Instead of embedding each format, all formats other than the one specified will be discarded. If this option is not specified then all formats will be downloaded and embedded.

fontEmbedCSS

When supplied, the library will skip the process of parsing and embedding webfont URLs in CSS, instead using this value. This is useful when combined with getFontEmbedCSS() to only perform the embedding process a single time across multiple calls to library functions.

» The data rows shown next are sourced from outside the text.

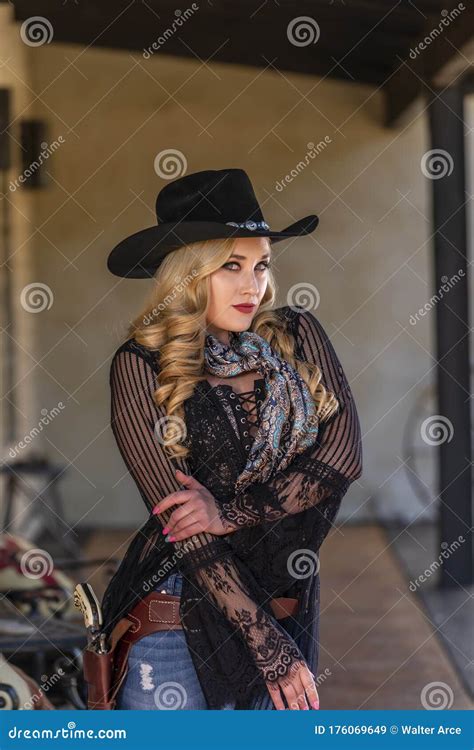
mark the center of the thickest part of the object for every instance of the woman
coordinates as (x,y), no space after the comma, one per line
(238,426)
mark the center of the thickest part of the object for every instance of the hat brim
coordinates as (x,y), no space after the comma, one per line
(139,255)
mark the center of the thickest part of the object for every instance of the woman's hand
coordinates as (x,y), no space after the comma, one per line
(298,688)
(198,511)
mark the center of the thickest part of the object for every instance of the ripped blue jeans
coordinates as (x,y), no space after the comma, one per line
(161,674)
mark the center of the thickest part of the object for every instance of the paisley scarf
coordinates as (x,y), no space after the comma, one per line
(288,420)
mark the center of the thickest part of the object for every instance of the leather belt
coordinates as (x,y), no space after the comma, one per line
(156,611)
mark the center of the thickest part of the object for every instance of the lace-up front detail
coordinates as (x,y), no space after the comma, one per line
(246,408)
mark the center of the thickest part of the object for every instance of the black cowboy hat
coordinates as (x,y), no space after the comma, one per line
(213,204)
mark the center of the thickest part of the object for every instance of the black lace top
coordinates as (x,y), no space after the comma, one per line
(228,581)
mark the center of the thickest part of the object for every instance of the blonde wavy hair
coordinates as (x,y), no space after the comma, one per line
(174,323)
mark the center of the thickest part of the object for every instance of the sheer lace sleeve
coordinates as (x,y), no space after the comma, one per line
(208,560)
(324,470)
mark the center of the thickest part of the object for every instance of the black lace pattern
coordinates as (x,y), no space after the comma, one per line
(236,643)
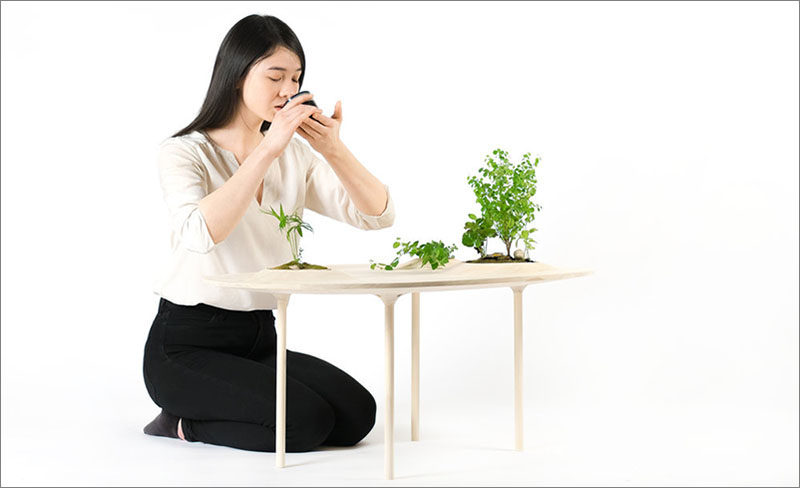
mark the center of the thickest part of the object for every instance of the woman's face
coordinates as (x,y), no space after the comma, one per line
(271,82)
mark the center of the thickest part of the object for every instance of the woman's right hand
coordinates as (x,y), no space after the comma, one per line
(286,122)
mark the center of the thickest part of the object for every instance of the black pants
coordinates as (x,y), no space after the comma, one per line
(215,368)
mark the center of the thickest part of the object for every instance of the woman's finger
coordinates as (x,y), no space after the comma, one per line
(309,127)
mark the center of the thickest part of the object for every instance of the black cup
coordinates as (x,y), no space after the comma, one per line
(307,102)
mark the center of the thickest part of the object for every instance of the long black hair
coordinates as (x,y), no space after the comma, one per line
(250,40)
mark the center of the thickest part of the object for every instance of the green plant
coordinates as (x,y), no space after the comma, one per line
(294,226)
(434,253)
(478,232)
(504,191)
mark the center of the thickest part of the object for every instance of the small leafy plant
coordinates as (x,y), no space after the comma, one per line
(504,191)
(293,225)
(434,253)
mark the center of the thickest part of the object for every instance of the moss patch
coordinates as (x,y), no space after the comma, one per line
(296,265)
(499,257)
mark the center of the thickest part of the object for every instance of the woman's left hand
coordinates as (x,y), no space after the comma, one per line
(323,135)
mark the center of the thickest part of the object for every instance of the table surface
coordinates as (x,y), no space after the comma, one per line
(359,278)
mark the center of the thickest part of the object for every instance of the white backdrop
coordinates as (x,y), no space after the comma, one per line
(668,138)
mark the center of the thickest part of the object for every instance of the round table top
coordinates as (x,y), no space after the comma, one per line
(359,278)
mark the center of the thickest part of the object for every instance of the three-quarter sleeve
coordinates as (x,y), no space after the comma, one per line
(183,183)
(326,195)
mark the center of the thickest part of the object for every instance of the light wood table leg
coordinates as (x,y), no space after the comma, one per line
(518,433)
(280,384)
(415,366)
(388,428)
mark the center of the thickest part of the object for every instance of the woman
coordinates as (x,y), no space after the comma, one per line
(209,359)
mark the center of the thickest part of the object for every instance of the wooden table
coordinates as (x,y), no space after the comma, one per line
(388,286)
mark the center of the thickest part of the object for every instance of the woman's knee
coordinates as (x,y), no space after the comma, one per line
(308,425)
(358,422)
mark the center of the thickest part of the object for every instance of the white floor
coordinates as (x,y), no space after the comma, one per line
(585,445)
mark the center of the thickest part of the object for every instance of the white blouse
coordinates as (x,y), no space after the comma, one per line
(192,166)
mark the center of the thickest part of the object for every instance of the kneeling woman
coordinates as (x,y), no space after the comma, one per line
(209,359)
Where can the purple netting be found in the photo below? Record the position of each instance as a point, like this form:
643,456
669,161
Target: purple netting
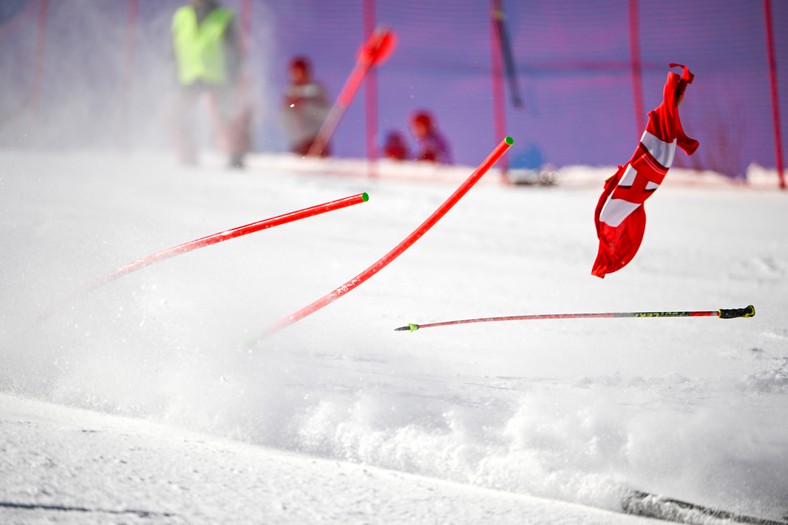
574,60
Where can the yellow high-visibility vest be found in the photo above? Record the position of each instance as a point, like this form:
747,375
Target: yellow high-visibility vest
199,47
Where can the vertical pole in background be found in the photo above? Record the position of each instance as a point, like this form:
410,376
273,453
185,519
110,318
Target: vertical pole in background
767,7
40,52
128,73
637,74
499,104
371,94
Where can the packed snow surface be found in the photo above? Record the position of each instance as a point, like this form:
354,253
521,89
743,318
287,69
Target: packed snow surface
149,399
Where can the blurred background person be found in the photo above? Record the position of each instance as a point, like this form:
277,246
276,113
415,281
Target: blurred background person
433,147
395,147
305,107
208,59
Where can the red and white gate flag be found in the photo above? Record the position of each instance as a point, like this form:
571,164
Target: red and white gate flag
620,217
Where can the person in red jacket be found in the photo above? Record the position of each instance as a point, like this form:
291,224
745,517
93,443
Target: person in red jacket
620,217
305,107
433,146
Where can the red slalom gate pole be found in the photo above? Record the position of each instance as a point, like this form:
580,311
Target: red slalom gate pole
722,313
415,235
375,51
233,233
213,239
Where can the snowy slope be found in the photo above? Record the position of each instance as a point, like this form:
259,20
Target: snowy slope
572,411
66,465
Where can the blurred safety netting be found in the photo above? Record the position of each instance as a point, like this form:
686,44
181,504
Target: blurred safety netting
99,73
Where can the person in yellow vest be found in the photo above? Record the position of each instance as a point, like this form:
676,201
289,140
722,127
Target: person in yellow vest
208,60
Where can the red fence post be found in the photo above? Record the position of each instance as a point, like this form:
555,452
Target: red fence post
371,93
637,75
767,7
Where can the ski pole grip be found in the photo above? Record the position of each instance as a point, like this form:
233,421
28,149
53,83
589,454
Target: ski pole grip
732,313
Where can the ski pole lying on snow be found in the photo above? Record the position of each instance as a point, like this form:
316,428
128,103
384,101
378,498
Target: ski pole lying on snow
213,239
374,51
415,235
732,313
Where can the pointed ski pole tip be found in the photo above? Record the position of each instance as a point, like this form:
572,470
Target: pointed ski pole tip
409,328
733,313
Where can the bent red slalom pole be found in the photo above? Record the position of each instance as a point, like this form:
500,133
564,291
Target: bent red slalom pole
213,239
748,311
235,232
374,52
415,235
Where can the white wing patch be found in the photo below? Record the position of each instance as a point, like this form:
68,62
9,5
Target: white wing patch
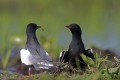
26,57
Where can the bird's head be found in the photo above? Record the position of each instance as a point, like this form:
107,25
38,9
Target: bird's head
74,28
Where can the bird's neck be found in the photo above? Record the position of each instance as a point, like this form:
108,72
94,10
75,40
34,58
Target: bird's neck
32,38
76,35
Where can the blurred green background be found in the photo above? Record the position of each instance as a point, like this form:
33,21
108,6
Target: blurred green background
99,20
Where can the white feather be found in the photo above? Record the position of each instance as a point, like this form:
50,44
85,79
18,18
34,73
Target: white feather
26,57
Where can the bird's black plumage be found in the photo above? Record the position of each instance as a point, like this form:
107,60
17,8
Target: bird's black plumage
76,47
34,47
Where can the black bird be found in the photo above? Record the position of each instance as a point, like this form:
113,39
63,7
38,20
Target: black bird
76,47
34,54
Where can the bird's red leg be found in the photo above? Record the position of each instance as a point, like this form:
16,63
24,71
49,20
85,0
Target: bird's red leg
29,74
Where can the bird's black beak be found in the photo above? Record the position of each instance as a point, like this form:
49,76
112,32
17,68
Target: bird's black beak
67,26
40,27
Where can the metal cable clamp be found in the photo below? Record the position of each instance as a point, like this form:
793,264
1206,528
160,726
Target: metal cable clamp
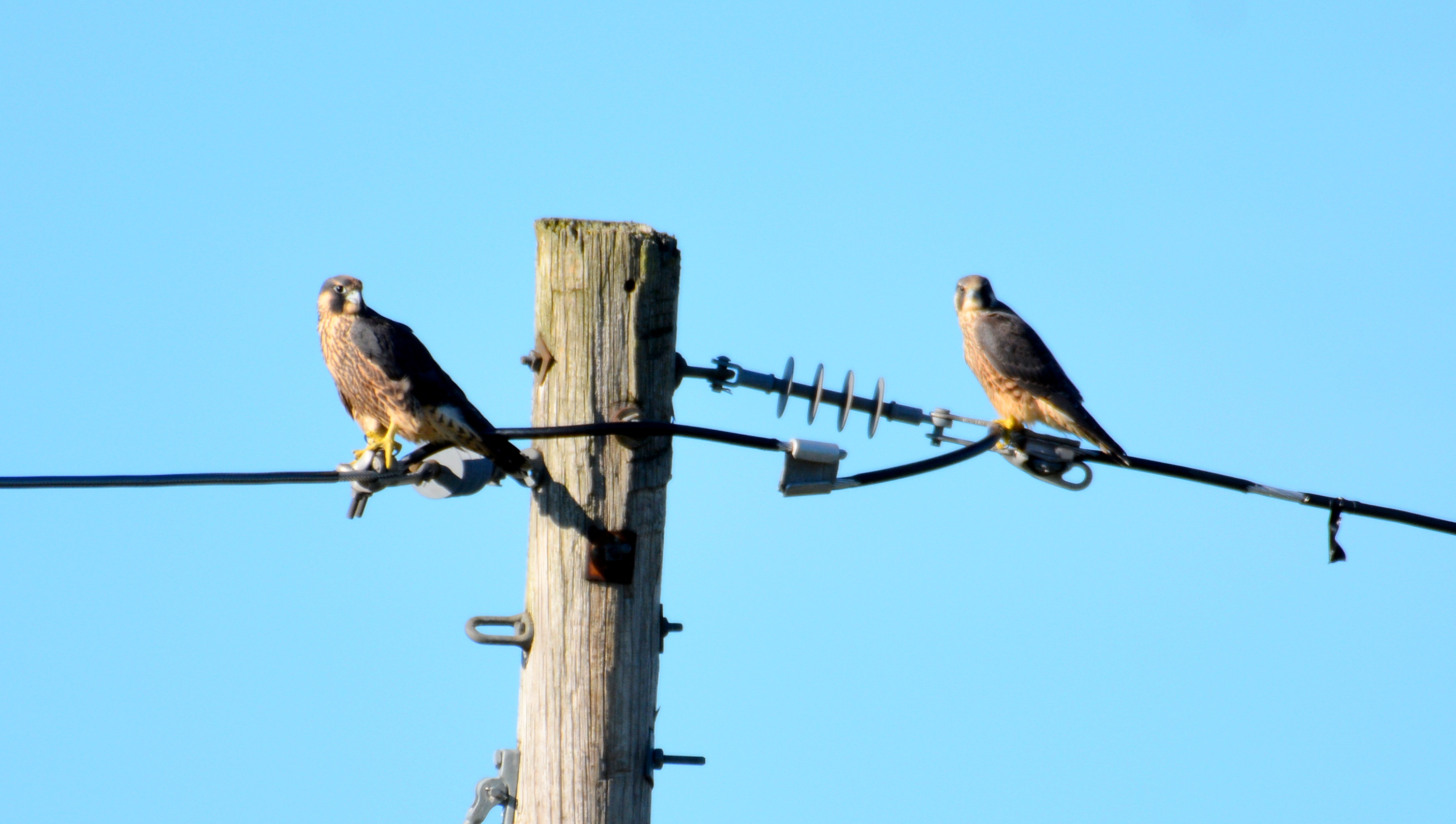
499,791
1047,458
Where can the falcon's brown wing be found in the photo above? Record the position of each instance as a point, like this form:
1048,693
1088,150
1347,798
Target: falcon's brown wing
395,350
1014,348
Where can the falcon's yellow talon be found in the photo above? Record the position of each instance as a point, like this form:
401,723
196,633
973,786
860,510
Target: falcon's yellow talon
391,446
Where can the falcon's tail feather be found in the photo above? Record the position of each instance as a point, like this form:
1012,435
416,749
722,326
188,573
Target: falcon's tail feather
1087,429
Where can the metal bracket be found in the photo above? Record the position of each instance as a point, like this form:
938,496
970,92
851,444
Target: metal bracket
1046,458
539,360
525,629
810,468
499,791
460,474
373,461
659,760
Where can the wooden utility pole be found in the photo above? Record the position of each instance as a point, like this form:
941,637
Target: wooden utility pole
606,332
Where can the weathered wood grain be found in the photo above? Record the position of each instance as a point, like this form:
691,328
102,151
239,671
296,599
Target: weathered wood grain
606,307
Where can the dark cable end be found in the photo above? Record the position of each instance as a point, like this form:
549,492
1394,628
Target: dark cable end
1337,509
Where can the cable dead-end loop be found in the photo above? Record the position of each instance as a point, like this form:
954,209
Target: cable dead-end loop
1046,458
1337,510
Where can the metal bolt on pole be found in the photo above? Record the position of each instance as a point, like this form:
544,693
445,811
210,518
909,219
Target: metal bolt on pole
606,316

const fontEmbedCss = await htmlToImage.getFontEmbedCSS(element1);
html2Image.toSVG(element1, { fontEmbedCss });
html2Image.toSVG(element2, { fontEmbedCss });

skipAutoScale

When supplied, the library will skip the process of scaling extra large doms into the canvas object. You may experience loss of parts of the image if set to true and you are exporting a very large image.

Defaults to false

type

A string indicating the image format. The default type is image/png; that type is also used if the given type isn't supported. When supplied, the toCanvas function will return a blob matching the given image type and quality.

Defaults to image/png

includeStyleProperties

An array of style property names. Can be used to manually specify which style properties are included when cloning nodes. This can be useful for performance-critical scenarios.

patchScroll

A boolean that enables scroll patching. By default we do not keep scroll position in the resulting image but in certain scenario it can be patched by applying reverse transform to the scrolled contents if direct children of the scroll containers are not text nodes. As this may cause unexpected results in some cases, it is disabled by default.

Defaults to false

Browsers

Only standard lib is currently used, but make sure your browser supports:

It's tested on latest Chrome, Firefox and Safari (49, 45 and 16 respectively at the time of writing), with Chrome performing significantly better on big DOM trees, possibly due to it's more performant SVG support, and the fact that it supports CSSStyleDeclaration.cssText property.

Internet Explorer is not (and will not be) supported, as it does not support SVG <foreignObject> tag.

How it works

There might some day exist (or maybe already exists?) a simple and standard way of exporting parts of the HTML to image (and then this script can only serve as an evidence of all the hoops I had to jump through in order to get such obvious thing done) but I haven't found one so far.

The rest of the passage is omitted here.